Make sure you cook your poultry sausage to an internal temperature of at least 165°F – but you were doing that anyway, weren’t you?
If you can’t find maple sugar, one tablespoon of packed brown sugar makes a decent substitute. I wouldn’t use maple syrup here since it tends to make the sausage batter damp and unpleasantly sticky.
- About two pounds bone-in, skin-on chicken thighs
- kosher salt
- 24 grams (2 tablespoons) maple sugar
- 1/2 teaspoon dry rubbed sage
- Heaping 1/2 teaspoon red pepper flake
- 1/4 teaspoon freshly ground black pepper
- 1/4 teaspoon smoked paprika
- 1/4 teaspoon cayenne pepper
Remove the bones from the chicken, then cut the meat and skin into one-inch-ish chunks.
Now we need to figure out how much salt to add. I can’t give you a precise measurement for what you need, because your chicken might weigh a little more or a little less than mine, and this recipe works best when you’re adding 1.5 percent of the weight of the meat in salt.

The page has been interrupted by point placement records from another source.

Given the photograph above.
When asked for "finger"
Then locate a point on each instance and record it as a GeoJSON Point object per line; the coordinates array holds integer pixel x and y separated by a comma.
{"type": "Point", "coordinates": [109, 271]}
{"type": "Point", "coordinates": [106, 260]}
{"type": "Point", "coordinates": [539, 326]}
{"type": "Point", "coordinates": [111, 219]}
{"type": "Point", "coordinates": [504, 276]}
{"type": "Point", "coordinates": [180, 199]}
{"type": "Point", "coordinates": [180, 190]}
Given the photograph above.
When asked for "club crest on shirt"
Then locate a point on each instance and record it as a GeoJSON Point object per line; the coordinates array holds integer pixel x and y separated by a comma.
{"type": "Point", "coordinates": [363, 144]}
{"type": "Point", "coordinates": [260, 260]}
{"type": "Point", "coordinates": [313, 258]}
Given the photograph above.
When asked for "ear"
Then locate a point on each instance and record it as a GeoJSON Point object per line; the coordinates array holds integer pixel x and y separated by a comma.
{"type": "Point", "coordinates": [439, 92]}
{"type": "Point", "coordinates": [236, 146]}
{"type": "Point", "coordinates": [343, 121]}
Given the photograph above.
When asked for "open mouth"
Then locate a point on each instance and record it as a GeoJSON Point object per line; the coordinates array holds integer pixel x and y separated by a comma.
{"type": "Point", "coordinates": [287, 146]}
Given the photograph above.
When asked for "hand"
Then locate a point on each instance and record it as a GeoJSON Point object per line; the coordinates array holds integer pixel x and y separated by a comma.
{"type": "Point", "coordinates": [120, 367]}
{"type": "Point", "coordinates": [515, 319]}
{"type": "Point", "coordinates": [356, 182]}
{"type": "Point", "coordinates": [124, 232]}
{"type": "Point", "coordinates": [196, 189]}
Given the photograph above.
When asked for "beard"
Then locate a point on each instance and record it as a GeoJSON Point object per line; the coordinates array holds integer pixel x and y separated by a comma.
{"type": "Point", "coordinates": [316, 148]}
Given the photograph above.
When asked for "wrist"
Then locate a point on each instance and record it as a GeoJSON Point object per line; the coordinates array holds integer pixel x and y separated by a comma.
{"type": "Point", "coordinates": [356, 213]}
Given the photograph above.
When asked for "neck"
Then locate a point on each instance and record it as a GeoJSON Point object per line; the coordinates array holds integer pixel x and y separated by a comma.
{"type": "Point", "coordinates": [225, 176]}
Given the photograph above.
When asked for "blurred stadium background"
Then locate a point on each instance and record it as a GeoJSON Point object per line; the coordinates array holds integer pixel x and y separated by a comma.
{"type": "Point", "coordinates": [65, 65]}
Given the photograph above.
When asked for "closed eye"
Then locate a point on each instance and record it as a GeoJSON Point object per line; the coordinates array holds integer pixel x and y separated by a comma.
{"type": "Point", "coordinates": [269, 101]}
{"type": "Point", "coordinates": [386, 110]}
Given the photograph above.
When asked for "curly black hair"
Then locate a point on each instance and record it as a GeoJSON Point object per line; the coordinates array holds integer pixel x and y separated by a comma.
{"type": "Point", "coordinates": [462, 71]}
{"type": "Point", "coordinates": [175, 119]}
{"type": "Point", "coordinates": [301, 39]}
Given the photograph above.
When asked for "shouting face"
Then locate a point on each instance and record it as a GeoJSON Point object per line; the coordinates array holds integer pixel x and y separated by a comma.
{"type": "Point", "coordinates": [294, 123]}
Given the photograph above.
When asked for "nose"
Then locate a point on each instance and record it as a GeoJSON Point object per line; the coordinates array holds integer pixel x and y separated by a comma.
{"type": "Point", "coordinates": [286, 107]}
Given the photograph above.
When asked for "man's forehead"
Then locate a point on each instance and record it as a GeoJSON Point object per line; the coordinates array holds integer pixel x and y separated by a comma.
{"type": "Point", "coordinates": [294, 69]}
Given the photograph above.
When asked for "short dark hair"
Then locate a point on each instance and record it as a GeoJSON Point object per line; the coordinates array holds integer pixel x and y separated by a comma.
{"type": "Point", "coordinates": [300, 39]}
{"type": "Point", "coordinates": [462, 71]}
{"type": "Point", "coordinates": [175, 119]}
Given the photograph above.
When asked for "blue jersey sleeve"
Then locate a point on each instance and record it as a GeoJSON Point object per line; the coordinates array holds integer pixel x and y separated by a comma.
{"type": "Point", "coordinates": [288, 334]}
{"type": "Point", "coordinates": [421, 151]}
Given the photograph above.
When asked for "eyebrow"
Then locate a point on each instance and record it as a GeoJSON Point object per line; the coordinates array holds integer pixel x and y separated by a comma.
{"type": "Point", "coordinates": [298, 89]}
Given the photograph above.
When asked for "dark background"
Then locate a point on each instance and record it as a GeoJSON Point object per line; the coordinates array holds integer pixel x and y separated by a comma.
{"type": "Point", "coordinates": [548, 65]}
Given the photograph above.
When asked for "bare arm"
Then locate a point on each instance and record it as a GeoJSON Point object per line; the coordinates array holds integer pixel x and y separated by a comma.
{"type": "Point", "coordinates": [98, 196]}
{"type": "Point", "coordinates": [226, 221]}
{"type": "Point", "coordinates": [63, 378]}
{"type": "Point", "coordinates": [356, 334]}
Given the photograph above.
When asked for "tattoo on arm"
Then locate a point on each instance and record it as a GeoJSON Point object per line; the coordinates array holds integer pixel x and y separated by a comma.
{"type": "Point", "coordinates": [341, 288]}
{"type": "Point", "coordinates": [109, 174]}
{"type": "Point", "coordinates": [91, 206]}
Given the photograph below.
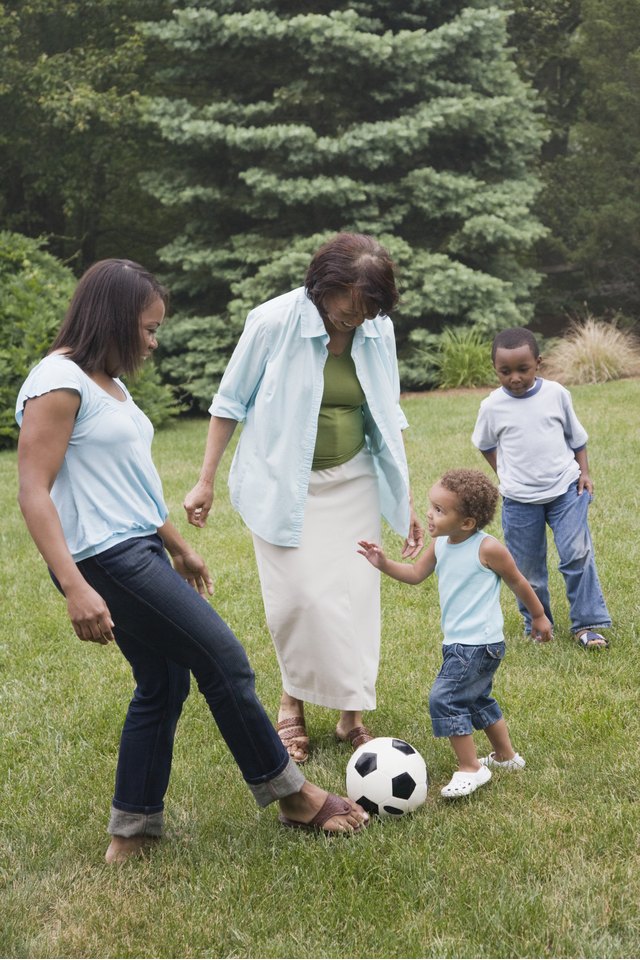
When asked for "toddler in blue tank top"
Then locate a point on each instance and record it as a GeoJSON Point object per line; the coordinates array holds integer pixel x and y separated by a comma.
{"type": "Point", "coordinates": [470, 566]}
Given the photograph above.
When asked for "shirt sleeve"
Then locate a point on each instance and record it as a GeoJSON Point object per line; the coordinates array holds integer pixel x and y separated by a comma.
{"type": "Point", "coordinates": [484, 436]}
{"type": "Point", "coordinates": [244, 371]}
{"type": "Point", "coordinates": [575, 433]}
{"type": "Point", "coordinates": [52, 373]}
{"type": "Point", "coordinates": [390, 345]}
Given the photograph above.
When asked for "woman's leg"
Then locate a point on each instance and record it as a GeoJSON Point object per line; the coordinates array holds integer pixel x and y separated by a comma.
{"type": "Point", "coordinates": [146, 743]}
{"type": "Point", "coordinates": [152, 603]}
{"type": "Point", "coordinates": [291, 728]}
{"type": "Point", "coordinates": [167, 616]}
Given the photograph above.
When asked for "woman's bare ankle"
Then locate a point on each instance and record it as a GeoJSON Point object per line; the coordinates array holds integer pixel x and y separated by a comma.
{"type": "Point", "coordinates": [122, 848]}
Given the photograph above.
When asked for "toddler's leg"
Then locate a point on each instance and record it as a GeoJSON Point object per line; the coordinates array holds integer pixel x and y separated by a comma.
{"type": "Point", "coordinates": [471, 773]}
{"type": "Point", "coordinates": [503, 754]}
{"type": "Point", "coordinates": [466, 753]}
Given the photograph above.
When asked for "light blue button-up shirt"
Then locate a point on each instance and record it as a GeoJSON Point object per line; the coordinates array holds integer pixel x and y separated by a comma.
{"type": "Point", "coordinates": [274, 384]}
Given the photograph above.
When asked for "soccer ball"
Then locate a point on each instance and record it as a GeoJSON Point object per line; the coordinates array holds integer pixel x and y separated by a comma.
{"type": "Point", "coordinates": [387, 777]}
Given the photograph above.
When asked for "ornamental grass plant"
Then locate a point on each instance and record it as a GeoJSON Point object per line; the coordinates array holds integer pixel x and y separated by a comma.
{"type": "Point", "coordinates": [544, 863]}
{"type": "Point", "coordinates": [593, 351]}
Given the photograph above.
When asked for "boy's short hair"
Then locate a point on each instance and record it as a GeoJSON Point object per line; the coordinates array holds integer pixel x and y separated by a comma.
{"type": "Point", "coordinates": [513, 338]}
{"type": "Point", "coordinates": [478, 496]}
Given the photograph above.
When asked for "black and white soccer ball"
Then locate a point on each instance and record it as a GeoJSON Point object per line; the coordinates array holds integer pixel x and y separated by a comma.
{"type": "Point", "coordinates": [387, 777]}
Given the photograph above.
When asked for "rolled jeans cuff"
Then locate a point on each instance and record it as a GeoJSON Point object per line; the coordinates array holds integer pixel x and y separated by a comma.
{"type": "Point", "coordinates": [124, 824]}
{"type": "Point", "coordinates": [291, 780]}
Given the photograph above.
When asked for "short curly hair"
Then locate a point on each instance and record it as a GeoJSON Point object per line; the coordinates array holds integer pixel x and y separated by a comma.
{"type": "Point", "coordinates": [478, 496]}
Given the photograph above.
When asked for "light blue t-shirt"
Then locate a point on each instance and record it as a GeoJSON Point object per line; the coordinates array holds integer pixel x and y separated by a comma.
{"type": "Point", "coordinates": [108, 489]}
{"type": "Point", "coordinates": [469, 593]}
{"type": "Point", "coordinates": [536, 437]}
{"type": "Point", "coordinates": [274, 384]}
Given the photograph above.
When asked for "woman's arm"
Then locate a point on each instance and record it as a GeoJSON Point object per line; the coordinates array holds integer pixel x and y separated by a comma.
{"type": "Point", "coordinates": [198, 501]}
{"type": "Point", "coordinates": [47, 425]}
{"type": "Point", "coordinates": [405, 572]}
{"type": "Point", "coordinates": [186, 561]}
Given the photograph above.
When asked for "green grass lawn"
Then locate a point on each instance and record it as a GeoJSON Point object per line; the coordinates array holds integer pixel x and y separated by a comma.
{"type": "Point", "coordinates": [542, 864]}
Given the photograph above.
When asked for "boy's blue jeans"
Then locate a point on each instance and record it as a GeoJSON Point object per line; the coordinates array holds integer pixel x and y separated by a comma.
{"type": "Point", "coordinates": [524, 526]}
{"type": "Point", "coordinates": [166, 630]}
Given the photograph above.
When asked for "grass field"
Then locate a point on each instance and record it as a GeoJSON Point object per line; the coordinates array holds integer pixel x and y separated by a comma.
{"type": "Point", "coordinates": [542, 864]}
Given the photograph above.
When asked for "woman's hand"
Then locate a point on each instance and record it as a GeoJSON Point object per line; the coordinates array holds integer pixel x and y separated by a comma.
{"type": "Point", "coordinates": [197, 503]}
{"type": "Point", "coordinates": [415, 539]}
{"type": "Point", "coordinates": [89, 614]}
{"type": "Point", "coordinates": [193, 569]}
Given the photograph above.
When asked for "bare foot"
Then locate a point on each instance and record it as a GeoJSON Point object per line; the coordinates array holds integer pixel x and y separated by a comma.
{"type": "Point", "coordinates": [121, 848]}
{"type": "Point", "coordinates": [302, 807]}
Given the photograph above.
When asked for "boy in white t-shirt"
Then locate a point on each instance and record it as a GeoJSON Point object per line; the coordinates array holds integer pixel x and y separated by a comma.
{"type": "Point", "coordinates": [528, 432]}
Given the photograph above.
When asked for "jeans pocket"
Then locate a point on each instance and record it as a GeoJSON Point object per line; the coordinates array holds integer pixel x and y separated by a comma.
{"type": "Point", "coordinates": [496, 651]}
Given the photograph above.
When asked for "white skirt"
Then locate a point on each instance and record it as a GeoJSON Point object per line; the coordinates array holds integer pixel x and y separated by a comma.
{"type": "Point", "coordinates": [322, 599]}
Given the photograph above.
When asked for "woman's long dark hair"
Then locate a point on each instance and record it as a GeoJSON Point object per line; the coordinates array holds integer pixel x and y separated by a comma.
{"type": "Point", "coordinates": [105, 313]}
{"type": "Point", "coordinates": [356, 263]}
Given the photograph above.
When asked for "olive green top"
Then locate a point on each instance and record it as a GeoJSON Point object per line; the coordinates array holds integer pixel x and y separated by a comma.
{"type": "Point", "coordinates": [340, 423]}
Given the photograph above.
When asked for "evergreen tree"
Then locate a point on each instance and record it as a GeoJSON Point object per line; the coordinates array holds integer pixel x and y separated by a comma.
{"type": "Point", "coordinates": [71, 141]}
{"type": "Point", "coordinates": [598, 223]}
{"type": "Point", "coordinates": [291, 122]}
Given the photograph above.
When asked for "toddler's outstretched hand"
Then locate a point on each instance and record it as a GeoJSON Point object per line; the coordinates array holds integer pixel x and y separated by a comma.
{"type": "Point", "coordinates": [541, 629]}
{"type": "Point", "coordinates": [372, 552]}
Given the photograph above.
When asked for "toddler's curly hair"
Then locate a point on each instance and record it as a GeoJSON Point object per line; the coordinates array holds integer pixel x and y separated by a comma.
{"type": "Point", "coordinates": [478, 496]}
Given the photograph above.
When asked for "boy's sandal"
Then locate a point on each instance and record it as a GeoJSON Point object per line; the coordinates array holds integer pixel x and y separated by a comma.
{"type": "Point", "coordinates": [356, 737]}
{"type": "Point", "coordinates": [293, 735]}
{"type": "Point", "coordinates": [590, 640]}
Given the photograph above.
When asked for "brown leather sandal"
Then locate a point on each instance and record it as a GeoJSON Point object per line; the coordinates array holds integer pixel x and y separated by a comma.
{"type": "Point", "coordinates": [333, 806]}
{"type": "Point", "coordinates": [293, 734]}
{"type": "Point", "coordinates": [356, 737]}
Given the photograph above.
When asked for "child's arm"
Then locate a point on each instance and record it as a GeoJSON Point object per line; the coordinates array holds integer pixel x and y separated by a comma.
{"type": "Point", "coordinates": [496, 556]}
{"type": "Point", "coordinates": [491, 457]}
{"type": "Point", "coordinates": [405, 572]}
{"type": "Point", "coordinates": [584, 480]}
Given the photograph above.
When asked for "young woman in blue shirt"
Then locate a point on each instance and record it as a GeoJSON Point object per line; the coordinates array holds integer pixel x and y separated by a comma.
{"type": "Point", "coordinates": [93, 503]}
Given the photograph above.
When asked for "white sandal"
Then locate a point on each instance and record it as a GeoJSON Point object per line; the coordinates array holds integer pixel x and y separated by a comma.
{"type": "Point", "coordinates": [463, 783]}
{"type": "Point", "coordinates": [516, 763]}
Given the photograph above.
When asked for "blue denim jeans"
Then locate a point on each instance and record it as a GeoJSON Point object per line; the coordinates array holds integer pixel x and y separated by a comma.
{"type": "Point", "coordinates": [166, 630]}
{"type": "Point", "coordinates": [525, 535]}
{"type": "Point", "coordinates": [460, 698]}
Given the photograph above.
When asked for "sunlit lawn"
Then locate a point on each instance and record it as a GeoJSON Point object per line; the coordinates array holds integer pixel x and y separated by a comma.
{"type": "Point", "coordinates": [540, 864]}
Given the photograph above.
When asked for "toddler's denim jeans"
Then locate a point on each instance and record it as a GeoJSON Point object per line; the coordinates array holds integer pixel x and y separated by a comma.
{"type": "Point", "coordinates": [460, 698]}
{"type": "Point", "coordinates": [166, 630]}
{"type": "Point", "coordinates": [525, 535]}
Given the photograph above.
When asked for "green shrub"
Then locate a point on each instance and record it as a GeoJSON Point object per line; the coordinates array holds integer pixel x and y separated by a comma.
{"type": "Point", "coordinates": [34, 292]}
{"type": "Point", "coordinates": [457, 357]}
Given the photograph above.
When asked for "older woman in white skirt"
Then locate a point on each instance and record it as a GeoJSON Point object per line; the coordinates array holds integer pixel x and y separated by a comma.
{"type": "Point", "coordinates": [314, 379]}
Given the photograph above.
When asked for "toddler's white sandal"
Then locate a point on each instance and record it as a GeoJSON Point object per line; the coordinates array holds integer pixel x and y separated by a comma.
{"type": "Point", "coordinates": [463, 783]}
{"type": "Point", "coordinates": [516, 763]}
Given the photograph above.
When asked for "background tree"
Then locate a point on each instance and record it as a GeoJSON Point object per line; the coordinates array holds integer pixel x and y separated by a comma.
{"type": "Point", "coordinates": [583, 56]}
{"type": "Point", "coordinates": [71, 142]}
{"type": "Point", "coordinates": [287, 123]}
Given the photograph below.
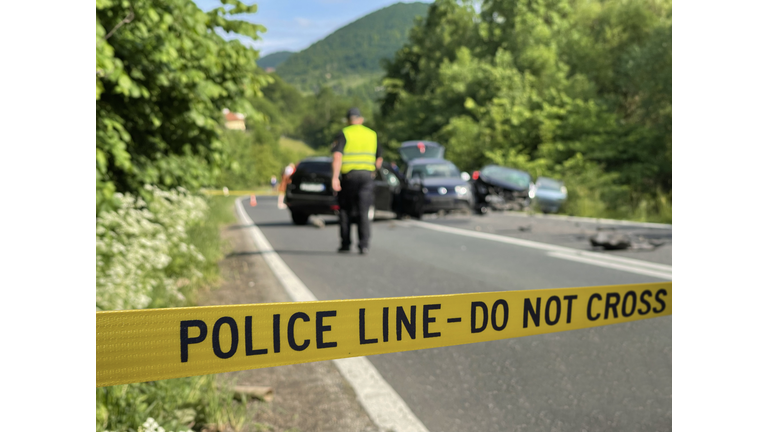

Weigh your deboned chicken (in grams, please. Ounces and pounds aren’t precise enough for what we’re doing here). Multiply the weight of your chicken by 0.015 – whatever answer you get will be the weight of salt you need to add. If you need a check, your salt quantity will probably fall somewhere in the range of 9-12 grams.
Toss the chicken with the salt, cover, and refrigerate for at least 8 hours and up to two days. I know it’s a long time, but you need to give the salt time to sink in and begin to unwind those proteins.
This is also a great time to pop your meat grinder or food processor bowl and blade into the refrigerator to chill. There is some debate about whether refrigerating or freezing your grinding apparatus is better – I fall into the refrigerator camp since that’s what I learned at school, and I also really hate it when my damp hands stick to frozen metal.
Once your chicken has cured, toss it with the sugar and spices to thoroughly coat. Spread the chicken into a single layer on a sheet pan and pop it in the freezer for 30 minutes – par-freezing the meat will help keep the fat distinct while grinding (and will also help keep the meat cold while you’re working)
When the chicken is firm around the edges but still flexible, grind it through the finest plate on your meat grinder (or process in the food processor until you have a texture that’s somewhere between a small dice and a mince – you just don’t want paste!). Take the ground meat and knead it until it is holding together in one mass and feels slightly sticky. The more you knead, the springier your sausage is going to feel.
Once you’re happy with the texture, take a small piece of sausage and cook it up real quick (I usually just microwave it) – you want to be able to taste it now so you can adjust the seasoning.
When you’re happy with the seasoning, portion the sausage into 16 approximately golf-ball sized pieces and flatten into patties – or you can just keep it as bulk sausage if you wanted to use it for a casserole or something else. If you’re having trouble with the mixture sticking to you, lightly wetting your hands helps immensely with shaping.
Cook however you like (just PLEASE make sure it hits 165°F internal), and enjoy!
Your homemade chicken breakfast sausage will keep in the refrigerator for 1-2 days, or in the freezer for up to one month.